I'm not sure. Results I want are usually on the first page though, almost always highlighted in green. The "*.edu" highlight is particularly useful.

I love the idea but if this gets popular I guarantee the content-farm/SEO assholes will figure out how to be on the first results page -- registering a boatload of domains is the obvious countermeasure, there are probably many others.

Having worked for Demand Media, seo people will always find a way. It’s always going to be a cat and mouse game, sadly.

So is there a way around on this app?

Be the 1,000,001th result?

What’s sad is considering how panda hit them they may benefit.

to be the 1st result.

We're actively working to add lots of features on Million Short in 2018. I'd be happy to add any feature requests to our roadmap planning.

If I block ads on principle, but still want to support your site because I like the service, what are my options?

Also, adding a Dark Theme to the settings would be nice! (I'm trying to minimise the amount of light I'm exposed to at night to reduce eye-strain)

> I'd be happy to add any feature requests to our roadmap planning.

Love the concept, seems to work well. I personally use the 'media' specification of Google often (mostly: images, videos, pdfs, scholar articles, and Google patents). I didn't see a way to filter on Million Short.

...and if you could find a way to filter content that is not behind paywalls that would be amazing. As an engineer I'm constantly searching standards/specs (e.g. IEEE, ASTM, ISO standards etc.) some of which you can find free copies of for the previous revision (which are still pretty good), but you have to dig deep through top-ranking paywall sites.

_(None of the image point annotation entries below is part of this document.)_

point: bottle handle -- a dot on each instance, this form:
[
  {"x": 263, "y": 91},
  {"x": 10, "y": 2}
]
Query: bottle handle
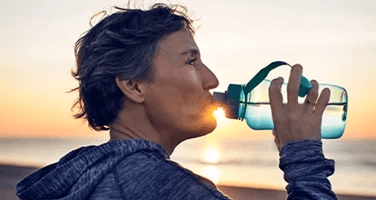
[{"x": 304, "y": 87}]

Archived copy, which can viewed with JS disabled:


I tried out few popular queries where it's hard to find great content which is not extensively SEOed and this is working great! Sure, results are bit sparse but this is great tool to find good content that would be otherwise buried beyond 10 pages. Now I think about it, there are lot of URLs that is sourced by reputable authors on twitter, hn, Reddit etc - many of which would be example of "dark content" - i.e. Not easily found unless right keywords are entered. For example, search for neural network from scratch and you are unlikely to find great quality implementation like Layered [1] in any of the search engines. Instead you will only find what was extensively linked by others.

[1] https://github.com/danijar/layered

The actual site (millionshort.com) seems hugged to death. I was excited to try it.

If it takes off, I wonder if the phenomenon will give a boost to affiliate sites. If you can't be there in the top results, align with those who can.

I would have liked to read about how their technology works. I imagine they're not building their own index using their own crawlers.

"Nice startup you have there. We have found that users like what you do, so we've added your algorithm as an option on our search engine. Your business case just vapourized." --Google

This would skip a lot of the sites that buy ads from Google in the first place. They'd probably rather just purchase it and shut it down.

How large is their search index and how much funding does it take to build an index that can compete with Google?

Oh the irony, Forbes itself is a low quality content aggregator that needs to be blocked.

The contrarian search engine, I like the way they think. I'll take it for a spin later.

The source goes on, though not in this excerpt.